Friday, November 7th, 2014 - by Walter Hudson

force-awakens-star-wars-1

The official word dropped from Walt Disney Pictures on Thursday that the title of the new Star Wars film will be The Force Awakens. It doesn’t take much chum to get Star Wars nerds chomping with speculation. So what do these three little words mean?

This marks the first time that the Force has been referenced in a film title. How significant is that? What is the Force awakening from? Has it been somehow subdued in the wake of Return of the Jedi? If so, by what, or whom?

As a fan of the original trilogy who tolerates the prequel films as canon, I have always found the prospect of Episode VII dubious. Do I want another Star Wars film, let alone the five to follow in as many years? Of course. Who doesn’t? However, as a fan, it’s difficult to see where the narrative of this saga goes after the events of Return of the Jedi.

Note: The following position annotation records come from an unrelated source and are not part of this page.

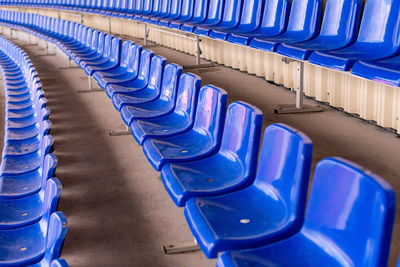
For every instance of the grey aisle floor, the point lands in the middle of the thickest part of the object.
(118, 211)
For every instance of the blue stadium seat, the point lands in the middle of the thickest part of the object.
(214, 17)
(186, 14)
(22, 164)
(121, 68)
(110, 59)
(378, 32)
(152, 90)
(59, 263)
(19, 212)
(303, 25)
(129, 84)
(21, 185)
(202, 140)
(34, 245)
(174, 11)
(161, 106)
(339, 29)
(26, 146)
(131, 72)
(232, 168)
(385, 71)
(270, 209)
(349, 222)
(179, 121)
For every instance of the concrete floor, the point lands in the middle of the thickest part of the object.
(118, 211)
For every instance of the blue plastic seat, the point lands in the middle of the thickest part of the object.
(21, 164)
(161, 106)
(34, 245)
(26, 146)
(109, 60)
(59, 263)
(152, 90)
(174, 11)
(186, 13)
(130, 84)
(349, 222)
(232, 15)
(385, 71)
(176, 122)
(19, 212)
(102, 41)
(21, 185)
(339, 29)
(303, 24)
(202, 140)
(133, 64)
(232, 168)
(270, 209)
(214, 16)
(378, 32)
(121, 68)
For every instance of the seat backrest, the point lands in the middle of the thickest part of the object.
(284, 170)
(186, 10)
(138, 9)
(231, 14)
(156, 9)
(157, 66)
(165, 8)
(214, 14)
(188, 91)
(135, 52)
(46, 145)
(115, 49)
(89, 37)
(52, 194)
(172, 74)
(251, 14)
(175, 9)
(57, 230)
(122, 5)
(340, 22)
(108, 45)
(49, 166)
(210, 113)
(200, 11)
(130, 6)
(125, 53)
(379, 28)
(241, 136)
(352, 210)
(304, 19)
(59, 263)
(101, 42)
(144, 66)
(95, 40)
(147, 7)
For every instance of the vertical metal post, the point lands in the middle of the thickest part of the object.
(90, 83)
(198, 51)
(299, 91)
(145, 35)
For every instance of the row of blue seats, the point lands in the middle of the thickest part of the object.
(31, 231)
(345, 35)
(207, 154)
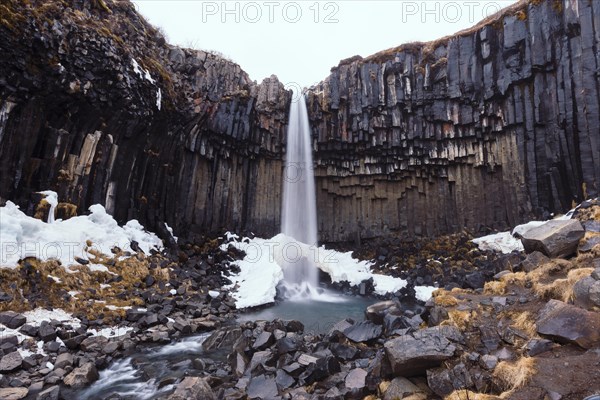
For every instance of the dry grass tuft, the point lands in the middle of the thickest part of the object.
(514, 375)
(468, 395)
(524, 322)
(445, 301)
(561, 289)
(460, 319)
(494, 288)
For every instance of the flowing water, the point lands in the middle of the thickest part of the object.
(299, 209)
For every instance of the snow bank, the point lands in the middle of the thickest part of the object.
(507, 242)
(22, 236)
(261, 269)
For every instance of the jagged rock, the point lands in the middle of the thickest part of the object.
(222, 338)
(262, 388)
(193, 388)
(556, 238)
(538, 346)
(12, 320)
(363, 331)
(376, 312)
(400, 388)
(13, 393)
(413, 354)
(94, 344)
(82, 376)
(533, 261)
(11, 362)
(52, 393)
(569, 324)
(63, 360)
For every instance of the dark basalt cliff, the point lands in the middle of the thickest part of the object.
(94, 104)
(480, 130)
(484, 129)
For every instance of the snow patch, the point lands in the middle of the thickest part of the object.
(23, 236)
(261, 269)
(424, 293)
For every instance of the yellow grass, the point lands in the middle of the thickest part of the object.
(514, 375)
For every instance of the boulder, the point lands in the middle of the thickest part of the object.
(193, 388)
(376, 312)
(556, 238)
(82, 376)
(566, 323)
(533, 261)
(52, 393)
(363, 331)
(262, 388)
(13, 393)
(11, 362)
(12, 320)
(413, 354)
(400, 388)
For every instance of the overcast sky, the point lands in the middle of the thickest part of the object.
(299, 41)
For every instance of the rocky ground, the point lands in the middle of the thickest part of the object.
(517, 326)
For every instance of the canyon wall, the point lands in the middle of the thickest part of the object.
(95, 105)
(483, 130)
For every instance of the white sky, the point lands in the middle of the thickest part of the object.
(299, 41)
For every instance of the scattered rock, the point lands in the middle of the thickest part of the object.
(193, 388)
(263, 388)
(82, 376)
(569, 324)
(13, 393)
(52, 393)
(555, 238)
(400, 388)
(11, 362)
(12, 320)
(363, 331)
(414, 353)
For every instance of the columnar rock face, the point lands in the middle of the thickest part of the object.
(484, 129)
(94, 104)
(481, 130)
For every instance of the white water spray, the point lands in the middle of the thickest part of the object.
(299, 209)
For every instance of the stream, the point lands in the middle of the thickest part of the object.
(153, 372)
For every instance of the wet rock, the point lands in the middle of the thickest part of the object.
(222, 338)
(82, 376)
(555, 239)
(376, 312)
(47, 332)
(414, 353)
(265, 339)
(193, 388)
(11, 362)
(12, 320)
(356, 382)
(262, 388)
(569, 324)
(13, 393)
(52, 393)
(283, 379)
(64, 360)
(363, 331)
(488, 362)
(534, 260)
(400, 388)
(94, 344)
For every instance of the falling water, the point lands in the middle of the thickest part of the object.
(299, 210)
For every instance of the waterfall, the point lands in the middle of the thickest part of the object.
(299, 209)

The first six films relate the tale of Anakin Skywalker and his fulfillment of an ancient Jedi prophecy regarding the balance of the Force. Ostensibly, when Anakin emerges from the vestige of Darth Vader and destroys his Sith master at Jedi’s end, that prophecy stands fulfilled and balance has been restored.

Where do you go from there? That’s the question which haunts Disney’s effort. If, in the interest of expanding this mythology for new films, it is revealed that Anakin’s sacrifice was somehow inadequate, that will seriously undermine the gravity of his narrative and cheapen his redemption. That could be too high a price to pay for more Star Wars.

We’re probably six months out from the first trailer. Until then, these three little words will have to suffice as fodder for speculation.